Any help would be appreciated.
 
I think I've found general error in syslog

Code:
Dec 24 03:40:52 unms-srv modprobe[153]: modprobe: ERROR: ../libkmod/libkmod.c:586 kmod_search_moddep() could not open moddep file '/lib/modules/5.11.22-5-pve/modules.dep.bin'
Dec 24 03:40:52 unms-srv modprobe[153]: modprobe: FATAL: Module overlay not found in directory /lib/modules/5.11.22-5-pve

However
Code:
root@pve:~# lsmod | grep overlay
overlay               126976  0
 
Any help would be appreciated.
Also the help that says: Don't run Docker on your hypervisor? Every PVE update can break it, because it is not supported and will never be supported. Also, your lxc.cgroup.devices.allow: a opens up your system to be hacked from inside the LX(C) container, which is a big no-go.
 
Also the help that says: Don't run Docker on your hypervisor? Every PVE update can break it, because it is not supported and will never be supported. Also, your lxc.cgroup.devices.allow: a opens up your system to be hacked from inside the LX(C) container, which is a big no-go.
I don't like docker either but this particular service is available in docker only... I've figured out that problem is in aufs module which is no longer available in PVE kernel.
 
I don't like docker either but this particular service is available in docker only... I've figured out that problem is in aufs module which is no longer available in PVE kernel.
aufs is no longer available in the kernel and it is deprecated in Docker since 2019.

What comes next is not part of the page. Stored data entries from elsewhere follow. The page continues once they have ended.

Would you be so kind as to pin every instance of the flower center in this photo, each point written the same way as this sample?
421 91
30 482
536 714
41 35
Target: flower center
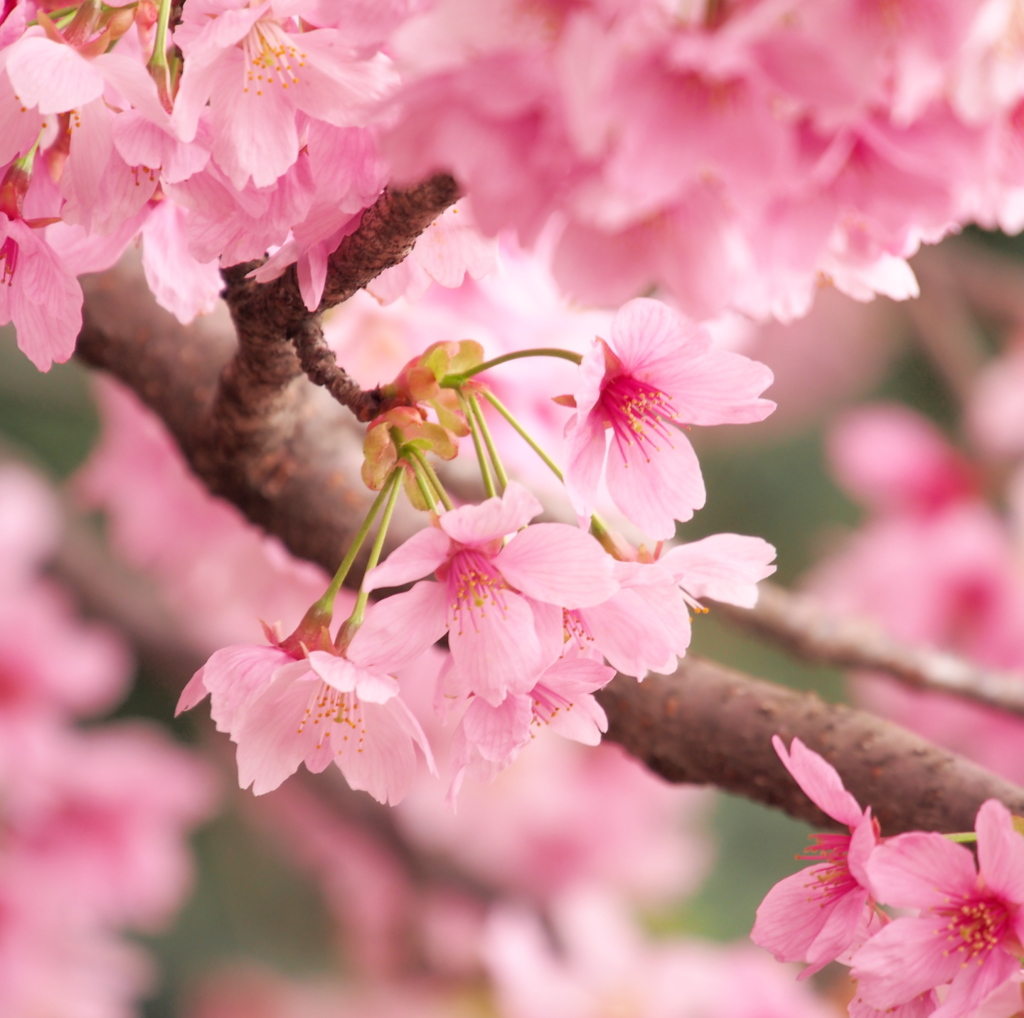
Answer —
547 705
474 585
637 414
830 879
574 629
270 57
337 714
975 926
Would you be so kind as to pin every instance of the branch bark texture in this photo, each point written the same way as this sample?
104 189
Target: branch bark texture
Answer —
707 724
803 627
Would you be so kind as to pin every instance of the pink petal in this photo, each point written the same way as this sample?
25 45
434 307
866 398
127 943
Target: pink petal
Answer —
723 567
52 76
647 333
918 871
400 628
586 446
839 932
493 518
558 563
903 960
719 388
791 918
386 764
417 558
497 650
819 781
497 731
974 982
1000 851
655 492
268 736
342 675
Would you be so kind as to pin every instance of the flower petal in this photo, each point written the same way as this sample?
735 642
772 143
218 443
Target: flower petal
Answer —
559 564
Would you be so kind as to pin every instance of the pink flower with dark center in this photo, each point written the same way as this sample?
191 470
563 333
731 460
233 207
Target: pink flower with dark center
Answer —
820 913
971 927
489 593
284 705
656 374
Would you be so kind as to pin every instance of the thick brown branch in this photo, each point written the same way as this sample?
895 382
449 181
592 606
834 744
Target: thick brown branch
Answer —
254 411
707 724
801 625
309 496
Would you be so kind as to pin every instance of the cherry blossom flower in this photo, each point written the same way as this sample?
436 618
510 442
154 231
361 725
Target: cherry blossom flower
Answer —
724 567
38 294
484 594
970 930
656 372
820 913
643 627
488 737
283 711
258 73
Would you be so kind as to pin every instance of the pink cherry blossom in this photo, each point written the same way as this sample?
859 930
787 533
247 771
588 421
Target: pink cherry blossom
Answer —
484 594
257 72
317 709
38 294
657 372
971 927
724 567
820 913
488 737
643 627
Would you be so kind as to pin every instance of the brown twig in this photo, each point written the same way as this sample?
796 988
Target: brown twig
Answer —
707 724
803 627
269 317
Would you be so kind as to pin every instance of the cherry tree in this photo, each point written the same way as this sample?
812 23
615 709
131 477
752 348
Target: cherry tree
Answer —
408 321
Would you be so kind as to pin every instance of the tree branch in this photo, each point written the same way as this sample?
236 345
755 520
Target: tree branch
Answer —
707 724
799 624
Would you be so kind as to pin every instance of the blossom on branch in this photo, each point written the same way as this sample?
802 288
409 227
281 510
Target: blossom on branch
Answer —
971 926
820 913
284 708
485 594
657 373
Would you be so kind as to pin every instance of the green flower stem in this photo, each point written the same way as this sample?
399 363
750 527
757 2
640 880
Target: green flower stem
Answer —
392 486
423 483
435 481
474 430
455 381
326 603
496 460
159 58
500 407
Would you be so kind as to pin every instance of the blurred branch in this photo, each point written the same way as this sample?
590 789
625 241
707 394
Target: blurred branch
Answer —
802 626
707 724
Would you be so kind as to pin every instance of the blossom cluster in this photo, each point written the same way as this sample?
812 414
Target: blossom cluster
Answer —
955 944
537 616
734 154
94 818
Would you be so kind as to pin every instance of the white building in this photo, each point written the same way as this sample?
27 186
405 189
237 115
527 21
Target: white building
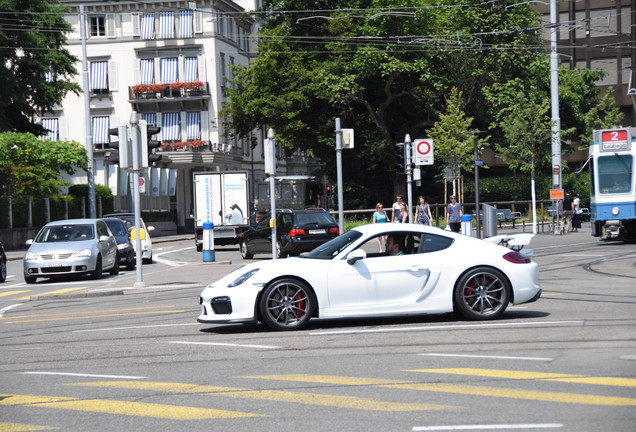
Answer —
142 57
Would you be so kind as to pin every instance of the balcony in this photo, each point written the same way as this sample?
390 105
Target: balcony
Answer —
147 98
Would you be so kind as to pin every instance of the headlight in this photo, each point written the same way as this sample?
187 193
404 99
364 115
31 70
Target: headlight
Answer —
242 278
83 253
31 255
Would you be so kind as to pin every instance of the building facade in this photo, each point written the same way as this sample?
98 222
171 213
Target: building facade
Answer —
168 62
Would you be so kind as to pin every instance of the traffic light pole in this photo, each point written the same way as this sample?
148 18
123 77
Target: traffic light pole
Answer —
409 175
134 131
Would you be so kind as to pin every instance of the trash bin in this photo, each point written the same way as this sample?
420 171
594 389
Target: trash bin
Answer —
208 242
467 225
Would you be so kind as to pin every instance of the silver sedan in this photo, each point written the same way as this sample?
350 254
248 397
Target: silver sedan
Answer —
71 247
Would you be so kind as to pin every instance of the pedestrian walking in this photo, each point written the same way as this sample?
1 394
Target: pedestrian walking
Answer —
423 212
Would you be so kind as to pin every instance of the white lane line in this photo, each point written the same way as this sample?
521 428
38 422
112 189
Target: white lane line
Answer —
488 357
134 327
5 309
82 375
226 344
489 427
448 327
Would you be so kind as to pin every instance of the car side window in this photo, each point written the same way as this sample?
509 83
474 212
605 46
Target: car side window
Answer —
434 243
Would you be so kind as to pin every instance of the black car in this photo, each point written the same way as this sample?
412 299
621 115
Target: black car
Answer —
3 264
125 250
297 231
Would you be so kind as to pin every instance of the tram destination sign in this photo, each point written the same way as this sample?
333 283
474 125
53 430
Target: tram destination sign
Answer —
618 139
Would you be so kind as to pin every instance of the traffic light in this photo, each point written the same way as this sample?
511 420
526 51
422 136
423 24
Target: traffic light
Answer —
399 157
148 144
119 149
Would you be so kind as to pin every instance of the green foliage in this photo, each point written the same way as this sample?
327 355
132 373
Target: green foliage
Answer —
29 166
32 46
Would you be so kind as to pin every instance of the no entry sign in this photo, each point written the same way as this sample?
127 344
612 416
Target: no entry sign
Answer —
423 151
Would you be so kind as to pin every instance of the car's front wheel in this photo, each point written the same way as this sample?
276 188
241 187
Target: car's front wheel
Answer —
482 293
244 251
286 304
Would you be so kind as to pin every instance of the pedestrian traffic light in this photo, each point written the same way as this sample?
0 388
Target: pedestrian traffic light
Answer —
148 144
399 157
118 154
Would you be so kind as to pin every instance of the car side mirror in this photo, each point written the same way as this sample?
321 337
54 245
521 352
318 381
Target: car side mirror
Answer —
355 256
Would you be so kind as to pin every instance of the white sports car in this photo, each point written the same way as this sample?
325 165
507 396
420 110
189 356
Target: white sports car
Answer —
430 271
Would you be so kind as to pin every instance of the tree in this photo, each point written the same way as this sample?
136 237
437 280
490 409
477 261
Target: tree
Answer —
385 71
29 166
453 136
36 70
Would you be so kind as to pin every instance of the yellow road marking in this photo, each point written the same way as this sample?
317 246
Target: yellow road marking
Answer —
520 394
272 395
511 374
8 293
17 427
470 390
14 321
141 409
60 291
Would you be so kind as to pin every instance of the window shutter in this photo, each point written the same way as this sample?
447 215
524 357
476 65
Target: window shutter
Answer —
110 25
113 85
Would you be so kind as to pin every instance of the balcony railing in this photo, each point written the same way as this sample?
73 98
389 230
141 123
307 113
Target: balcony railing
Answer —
167 91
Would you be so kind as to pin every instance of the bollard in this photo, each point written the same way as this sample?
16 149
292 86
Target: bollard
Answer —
467 225
208 242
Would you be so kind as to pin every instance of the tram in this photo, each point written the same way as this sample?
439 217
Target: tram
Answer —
612 184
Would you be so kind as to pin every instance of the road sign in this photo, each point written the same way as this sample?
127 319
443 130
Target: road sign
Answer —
423 151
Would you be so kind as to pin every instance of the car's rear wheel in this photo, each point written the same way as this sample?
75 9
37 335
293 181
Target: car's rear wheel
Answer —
482 293
97 273
244 252
286 304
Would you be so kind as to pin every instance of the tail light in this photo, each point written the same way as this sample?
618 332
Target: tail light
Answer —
516 258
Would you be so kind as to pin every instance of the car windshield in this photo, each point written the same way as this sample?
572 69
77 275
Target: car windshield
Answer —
69 232
335 246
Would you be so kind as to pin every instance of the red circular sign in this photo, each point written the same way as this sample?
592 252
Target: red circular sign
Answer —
423 147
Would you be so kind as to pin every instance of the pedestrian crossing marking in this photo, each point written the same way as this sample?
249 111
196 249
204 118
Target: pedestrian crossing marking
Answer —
60 291
8 293
18 427
521 375
141 409
466 389
271 395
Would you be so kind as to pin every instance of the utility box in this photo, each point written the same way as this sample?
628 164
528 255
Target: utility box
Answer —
490 220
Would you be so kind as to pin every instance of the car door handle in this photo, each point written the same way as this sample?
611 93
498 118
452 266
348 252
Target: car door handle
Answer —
416 268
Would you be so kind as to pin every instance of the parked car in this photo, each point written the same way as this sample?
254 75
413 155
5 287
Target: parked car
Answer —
297 231
125 248
71 247
426 271
144 234
3 264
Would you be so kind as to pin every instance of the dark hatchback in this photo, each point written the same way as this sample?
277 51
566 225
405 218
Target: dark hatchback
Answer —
297 231
125 250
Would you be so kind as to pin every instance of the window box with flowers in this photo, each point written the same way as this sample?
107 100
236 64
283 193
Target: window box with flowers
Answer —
148 90
195 145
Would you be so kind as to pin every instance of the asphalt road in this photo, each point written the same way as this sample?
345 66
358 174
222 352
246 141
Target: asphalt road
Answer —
141 361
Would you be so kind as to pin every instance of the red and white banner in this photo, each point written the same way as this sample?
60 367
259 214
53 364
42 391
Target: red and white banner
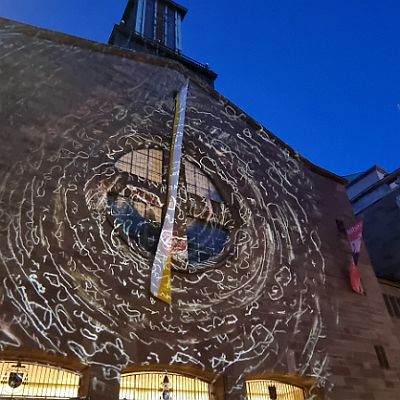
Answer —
355 279
354 234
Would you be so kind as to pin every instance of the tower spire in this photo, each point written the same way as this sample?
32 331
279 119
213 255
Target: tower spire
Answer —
154 26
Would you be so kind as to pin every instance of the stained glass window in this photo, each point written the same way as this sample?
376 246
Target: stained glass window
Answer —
141 221
148 386
35 381
146 163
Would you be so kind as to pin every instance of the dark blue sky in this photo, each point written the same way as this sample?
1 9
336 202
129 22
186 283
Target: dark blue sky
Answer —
324 76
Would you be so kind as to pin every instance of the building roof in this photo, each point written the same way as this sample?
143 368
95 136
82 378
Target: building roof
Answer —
358 176
66 39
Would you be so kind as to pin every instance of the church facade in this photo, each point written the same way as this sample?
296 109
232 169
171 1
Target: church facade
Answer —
261 305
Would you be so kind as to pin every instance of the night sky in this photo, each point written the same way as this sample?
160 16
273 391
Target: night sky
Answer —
324 76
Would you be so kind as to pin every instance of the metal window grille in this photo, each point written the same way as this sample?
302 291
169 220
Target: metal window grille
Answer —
146 163
148 386
35 381
260 390
381 355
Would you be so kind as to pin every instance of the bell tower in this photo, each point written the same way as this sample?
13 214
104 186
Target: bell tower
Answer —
154 26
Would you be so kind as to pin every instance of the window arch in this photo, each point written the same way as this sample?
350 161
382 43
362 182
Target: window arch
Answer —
146 163
37 381
266 389
150 385
137 208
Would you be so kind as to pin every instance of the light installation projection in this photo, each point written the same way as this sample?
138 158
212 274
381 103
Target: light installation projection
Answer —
156 385
79 224
35 381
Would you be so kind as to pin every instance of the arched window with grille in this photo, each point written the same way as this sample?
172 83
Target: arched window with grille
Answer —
36 381
166 386
266 389
137 208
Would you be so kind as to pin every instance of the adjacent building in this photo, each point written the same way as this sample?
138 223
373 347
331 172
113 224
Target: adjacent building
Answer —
261 305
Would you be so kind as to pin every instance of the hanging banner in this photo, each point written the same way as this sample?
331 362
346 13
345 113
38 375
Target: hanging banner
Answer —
354 234
355 279
160 286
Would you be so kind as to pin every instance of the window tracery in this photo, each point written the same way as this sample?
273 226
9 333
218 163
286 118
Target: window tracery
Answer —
140 217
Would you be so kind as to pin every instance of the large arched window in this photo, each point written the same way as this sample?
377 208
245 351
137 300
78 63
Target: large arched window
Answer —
34 381
265 389
166 386
137 208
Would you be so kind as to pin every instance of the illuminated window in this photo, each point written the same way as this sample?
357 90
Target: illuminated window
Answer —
263 389
34 381
141 220
149 386
146 163
199 184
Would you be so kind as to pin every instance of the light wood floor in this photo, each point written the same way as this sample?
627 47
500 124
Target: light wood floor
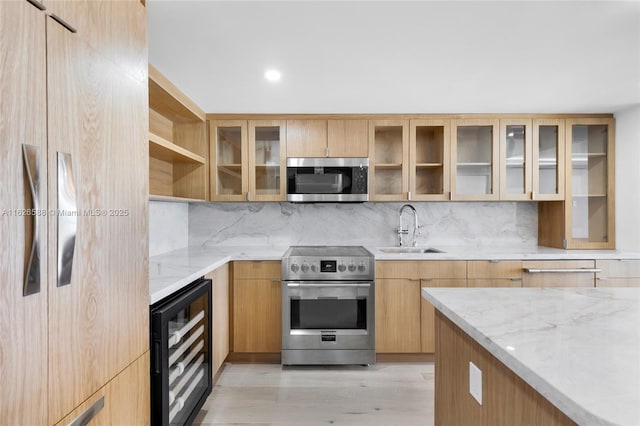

Docker perfectly works inside of an VM (KVM/QEMU) without any problems and with maximum security (compared to running it on the hypervisor)
 
Here's an experience I found so interesting that I registered a forum account to share it:

I had the exact same error ("Error starting daemon: error initializing graphdriver: driver not supported"), but it was also preceded by
Code:
[graphdriver] prior storage driver overlay2 failed: driver not supported
.

But in my case this happened on a normal reboot with zero updates applied.

Thankfully, I remembered I did something out of the ordinary while testing in the previous 12 hours: I had created a named pipe (using `mkfifo`) inside an Ubuntu LXC container.


I deleted it and the docker instances inside all the containers started working again.


Yes I know: don't run Docker inside LXC. But I'm comfortable with the tradeoff of it breaking at some point if it means I can have all the dockerfiles exposed on the local filesystem and don't have to have the overhead of 10+ VMs.
 
i would not recommend running docker inside pve host OS or inside LXC. Better use a VM for that.
why VM is better for that?
I'm using CT for that and I feel it's ok, I wonder what I don't know about it,I'm no expert in that field :)
 
docker in lxc is more likely to break because of updates
... and the speed.

I also use it inside LX(C) containers and on the hypervisor itself and it makes a huge difference if your are e.g. on ZFS. On the hypervisor itself, Docker can use ZFS as its underlying data store, which creates each container layer as snapshotted dataset and adding stacks is very simple an just uses the COW architecture of ZFS, whereas without ZFS inside the LX(C) container, you currently cannot store directly inside of ZFS due to the fact that ZFS is currently not capable of delegating nested features to containers without breaking security. You have to create overlayfs layers, which are not so efficient and fast so that your Docker inside of LXC works a little bit slower. I'm looking forward to having this capability inside of LXC which will be a game changer for performance.

At home, I run Home Assistant inside of LCX Docker because I wanted a separated network stack for HA and just pulling the image is magnitudes slower than pulling the image on the hypervisor. In bigger environments I just run VMs for docker with ZFS inside.